Unfortunate Britons who failed to pay the danegeld tax to keep the Vikings at bay would "pay through the nose" and have their nostrils slit.

Debt collection methods in other societies have been equally inventive through the ages, according to Bruce H. Mann, professor of law and history at the University of Pennsylvania and author of Republic of Debtors: Bankruptcy in the Age of American Independence.

"There was the ancient Chinese custom of a creditor committing suicide on the debtor's doorstep to pursue him in the afterlife. Some creditors in India still employ cross-dressing eunuchs to embarrass their debtors into paying," says Mann. "And there is a debt collection agency in Iowa that doubles as a motorcycle gang, complete with leather, beards and German army helmets."

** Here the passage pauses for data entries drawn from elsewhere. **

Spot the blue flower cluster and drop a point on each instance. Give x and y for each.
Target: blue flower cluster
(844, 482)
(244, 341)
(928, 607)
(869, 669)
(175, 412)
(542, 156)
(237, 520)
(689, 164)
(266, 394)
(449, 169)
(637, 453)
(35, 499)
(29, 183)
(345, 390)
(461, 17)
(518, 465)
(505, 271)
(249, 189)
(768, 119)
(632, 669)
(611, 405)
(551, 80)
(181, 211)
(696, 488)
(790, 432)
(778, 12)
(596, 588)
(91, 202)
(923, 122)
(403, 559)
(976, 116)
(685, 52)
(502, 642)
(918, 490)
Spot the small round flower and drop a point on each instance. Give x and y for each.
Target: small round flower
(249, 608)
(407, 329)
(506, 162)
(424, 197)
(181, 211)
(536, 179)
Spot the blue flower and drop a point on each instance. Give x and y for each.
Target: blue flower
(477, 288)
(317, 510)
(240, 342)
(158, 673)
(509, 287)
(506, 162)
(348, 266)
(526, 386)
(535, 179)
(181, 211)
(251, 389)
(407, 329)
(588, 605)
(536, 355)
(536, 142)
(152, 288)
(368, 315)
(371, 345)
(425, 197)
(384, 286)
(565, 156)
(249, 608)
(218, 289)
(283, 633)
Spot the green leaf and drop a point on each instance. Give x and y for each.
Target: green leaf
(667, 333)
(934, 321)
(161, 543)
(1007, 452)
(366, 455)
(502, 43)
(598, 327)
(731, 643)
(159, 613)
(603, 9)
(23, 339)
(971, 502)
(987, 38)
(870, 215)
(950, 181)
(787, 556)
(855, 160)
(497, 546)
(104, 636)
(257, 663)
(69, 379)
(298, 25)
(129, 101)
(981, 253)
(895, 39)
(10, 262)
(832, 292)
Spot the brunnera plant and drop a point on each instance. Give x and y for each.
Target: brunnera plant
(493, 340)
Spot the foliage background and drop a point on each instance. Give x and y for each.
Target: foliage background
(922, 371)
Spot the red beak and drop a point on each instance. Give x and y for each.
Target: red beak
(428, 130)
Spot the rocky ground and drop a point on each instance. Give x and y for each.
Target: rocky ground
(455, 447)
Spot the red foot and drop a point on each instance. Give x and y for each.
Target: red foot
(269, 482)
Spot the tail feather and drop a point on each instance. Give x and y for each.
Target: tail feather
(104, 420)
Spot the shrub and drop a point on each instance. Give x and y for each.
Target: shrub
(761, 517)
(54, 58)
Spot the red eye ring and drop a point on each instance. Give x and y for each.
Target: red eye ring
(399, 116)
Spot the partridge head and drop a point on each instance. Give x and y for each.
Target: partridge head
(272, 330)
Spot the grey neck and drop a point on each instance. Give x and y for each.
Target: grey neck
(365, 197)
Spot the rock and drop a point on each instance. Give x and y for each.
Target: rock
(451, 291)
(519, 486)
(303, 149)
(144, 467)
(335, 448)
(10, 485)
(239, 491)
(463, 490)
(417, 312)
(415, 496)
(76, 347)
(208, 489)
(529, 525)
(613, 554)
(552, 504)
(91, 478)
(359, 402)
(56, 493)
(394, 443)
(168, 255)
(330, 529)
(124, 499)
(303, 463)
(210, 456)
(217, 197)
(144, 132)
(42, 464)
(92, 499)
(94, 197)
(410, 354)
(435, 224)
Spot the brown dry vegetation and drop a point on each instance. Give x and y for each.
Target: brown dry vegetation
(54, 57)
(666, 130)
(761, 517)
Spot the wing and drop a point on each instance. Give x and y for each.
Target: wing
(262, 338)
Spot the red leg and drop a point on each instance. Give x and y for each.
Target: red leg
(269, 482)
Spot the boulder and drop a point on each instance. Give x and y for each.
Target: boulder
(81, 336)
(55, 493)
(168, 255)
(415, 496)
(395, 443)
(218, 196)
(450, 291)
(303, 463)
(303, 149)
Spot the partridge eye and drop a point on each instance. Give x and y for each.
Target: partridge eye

But locking up or exacting "a pound of flesh" from deadbeats, while providing some satisfaction to the debtor, does little to compensate for the monetary loss. Case in point: Ancient Athens threw so many farmers into debtor's prison that there wasn't sufficient food to feed its people.

Different rules for rulers

Then there are the wealthy and powerful. They are different and the rules of debt have always been different for them.

Indeed, from as early as 330 B.C. when Phillip II of Macedonia simply minted more coins to finance his conquest of Persia, monarchs have meddled with money to pay their bills.

One popular method, called debasement, reduced the precious metal content of coinage, putting the remainder at the monarch's disposal. The emperor Nero started debasing coins in 54 A.D. Two hundred years later, Roman coins contained a mere 4 percent of their original silver content.

Henry VIII also favored this revenue-generating technique, which got so out of hand that in 1561, Elizabeth I collected all the debased coins and melted them down, ending the practice.

Debasement created quite a dilemma for coin makers. On Christmas Day in 1124, Henry I punished all the mint masters at the Assize of Winchester in England by cutting off their right hands in a novel approach to quality improvement.

There were other popular means of dealing with royal debt:

• Emperor Aurelian (A.D. 270-275) simply decreed that the value of Roman coins were henceforth worth 2.5 times their face value.

• Alfred of England (A.D. 871-899) bumped up production at the mint to pay for the cost of defending the realm.

• Aethelred II, nicknamed "The Unready" during his reign from A.D. 978-1016, simply tapped the mints to pay the Vikings to stay away.

• Charles I solved his cash crunch in 1640 by seizing a mint and keeping a third of its bullion for six months.

And in the late 15th century, Spain's King Ferdinand V and Queen Isabella used similar easy-term noble financing to launch three westbound ships under the direction of an explorer named Christopher Columbus. Within 10 years, his discovery of the Americas more than doubled the size of the world known to Europeans.